3. Eat At A Slight Calorie Deficit

If you’re trying to lose weight, you’ll need to eat fewer calories than your system burns. But the problem is, that muscle-building often requires additional calories.

The good news is that research has illustrated that your body can take fat mass and convert it to the energy required for muscle growth. Having said that, you wouldn’t want to drop your caloric consumption by a large margin. It’s recommended that you reduce it by not more than 300-500 calories. The easiest way to do this is by slightly reducing your portion sizes while increasing your protein consumption.
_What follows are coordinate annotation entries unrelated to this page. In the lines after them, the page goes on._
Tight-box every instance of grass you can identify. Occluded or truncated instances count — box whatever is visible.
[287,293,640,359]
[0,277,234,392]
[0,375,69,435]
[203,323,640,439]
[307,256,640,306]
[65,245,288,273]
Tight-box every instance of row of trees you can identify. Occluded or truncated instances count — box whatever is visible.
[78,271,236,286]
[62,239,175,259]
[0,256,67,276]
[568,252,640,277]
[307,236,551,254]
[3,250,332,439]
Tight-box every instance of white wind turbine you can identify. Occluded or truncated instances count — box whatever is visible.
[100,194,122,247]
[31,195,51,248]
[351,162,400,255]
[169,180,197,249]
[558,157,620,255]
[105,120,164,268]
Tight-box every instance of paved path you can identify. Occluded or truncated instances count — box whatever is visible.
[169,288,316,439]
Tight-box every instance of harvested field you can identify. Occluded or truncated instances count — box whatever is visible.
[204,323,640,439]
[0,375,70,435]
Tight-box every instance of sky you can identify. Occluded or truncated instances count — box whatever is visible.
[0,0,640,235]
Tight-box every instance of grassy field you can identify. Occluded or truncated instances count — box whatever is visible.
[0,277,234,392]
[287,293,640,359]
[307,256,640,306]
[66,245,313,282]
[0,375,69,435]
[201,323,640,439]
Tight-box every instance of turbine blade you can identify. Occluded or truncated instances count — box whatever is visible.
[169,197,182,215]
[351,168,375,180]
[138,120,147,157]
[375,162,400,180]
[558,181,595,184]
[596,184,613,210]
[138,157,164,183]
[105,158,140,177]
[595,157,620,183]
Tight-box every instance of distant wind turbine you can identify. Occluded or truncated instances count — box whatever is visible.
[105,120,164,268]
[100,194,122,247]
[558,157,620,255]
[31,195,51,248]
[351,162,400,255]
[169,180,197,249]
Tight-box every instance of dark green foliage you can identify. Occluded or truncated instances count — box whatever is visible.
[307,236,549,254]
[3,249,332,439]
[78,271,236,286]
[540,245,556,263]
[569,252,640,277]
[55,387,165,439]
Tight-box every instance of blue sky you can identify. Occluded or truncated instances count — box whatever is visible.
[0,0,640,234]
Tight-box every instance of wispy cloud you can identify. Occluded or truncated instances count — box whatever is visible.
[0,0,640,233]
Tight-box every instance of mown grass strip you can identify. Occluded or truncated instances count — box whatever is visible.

To reiterate, AVOID reducing your calorie intake by a huge amount. In most cases, large caloric deficits will cause fat loss and even muscle loss.

4. Maximize Rest & Recovery

Muscle gain and fat loss require you to get an adequate amount of sleep. When you’re sleeping, your body is in anabolism. Anabolism is the metabolic procedure responsible for muscle repair and muscle development.

If you don’t sleep at least 7 hours every night, you’re priming your body to store excess body fat, as well as burn muscle. Typically, sleep deprivation is considered a catabolic procedure- and releases stress hormones that enhance fat retention.

It’s worth noting that recovery from exercise is equally as important as the actual exercise.

5. The Key Factor (Consistency)

Last but not least- none of these tips will work if you only do it for 1 week. Consistency is undoubtedly the most important thing when it comes to fitness. No matter if your system isn’t optimal – simply showing up will mean a lot. While you may have the right workout and the right diet, it won’t work if you don’t stick to it.


For most people, it’s harder to lose weight than to gain muscle. However, you should still prioritize fat loss before working on gaining muscle. And this is especially important for overweight or obese people. There are numerous health complications associated with obesity that are much more urgent than gaining muscle mass.

Numerous factors can also affect the difficulty of gaining muscle or losing fat. Therefore, you must know them to set realistic goals and determine what else is affecting your fitness results.